Firstly we evaluate the precision improvement of MRWR on the multi-network, comparing with MRWR on the target network only. In Fig. 4 we can see that the precision increases on every dataset, for both MRWR-cut and MRWR-cnd. The biggest performance gain is achieved by the Conference-Author (CA) network, meaning that the conference network is very noisy and much information is from the additional network. Actually the conference network is a full graph simply created by cosine similarity of keyword vectors, as shown partially in Fig. 2. The precision increment of MRWR-cnd is more obvious for most datasets (Fig. 4b). It is worth reporting that, on multi-networks, the cluster size of MRWR-cnd is 33% less than on the single networks and is closer to the ground truth cluster size. In other words, the clusters generated by MRWR-cnd on multi-network are more dense and reasonable than their single-network counterparts.

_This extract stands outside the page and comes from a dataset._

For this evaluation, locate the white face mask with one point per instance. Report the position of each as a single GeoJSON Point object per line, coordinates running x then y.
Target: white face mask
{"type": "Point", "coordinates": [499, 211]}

Table 1. Accuracy comparison of all selected methods on real multi-networks.

For the accuracy of selected approaches, we use F1-score as it is fair in comparing performance of different methods. Table 1 shows that our methods are overall the best on all networks. For networks DS2 and GD, MRWR-cnd is better than MRWR-cut. For all other networks, MRWR-cut has the best performance. ACQ hits the timeout on network CA and has no result in the table. The MRWR methods are balanced between precision and recall than the baselines. For example, ACQ and FOC have high precision but very low recall, as the methods can hardly enclose more nodes other than the query node due to the sparse links to the additional networks. QDC tends to detect small dense clusters, which decreases its performance on large cluster structures. On the contrary, k-core clustering inclines to a large number of nodes unrelated to the query node. Consequently, its recall is high but the precision is quite low, which also results in low F1-score.

5.3 Efficiency Evaluation

Figure 5 illustrates the average running time of all selected algorithms. For all datasets, the speed of our method outperforms all other approaches except k-core. On the DG and GD networks, MRWR is faster by 1 to 3 orders of magnitude in comparison with other algorithms except for the k-core clustering. Though k-core method is fast in clustering, its accuracy is not competent with other approaches (Table 1). The FOC takes long running time because its global searching strategy. ACQ reaches timeout on the AC network, so we omit its running time in the figure. We also measure the efficiency of MRWR on large synthetic datasets and report the result in section B.2 in the full version [22]. It shows that MRWR runs within seconds on networks with millions of nodes.

Fig. 5.
figure 5

Average running time of a single query in milli-seconds, comparing all methods on all networks.

6 Conclusion

In this paper, we have introduced a local graph clustering method on multi-networks. The clustering is based on the node proximity measurement by multi-network random walk. Compared with the single network local clustering algorithms, our method takes advantage of both additional network connection and the local network structure. Empirical studies show that our method is both accurate and fast in comparison with alternative approaches. The future work is to make the random walk on multi-network more smart by learning the network heterogeneity online.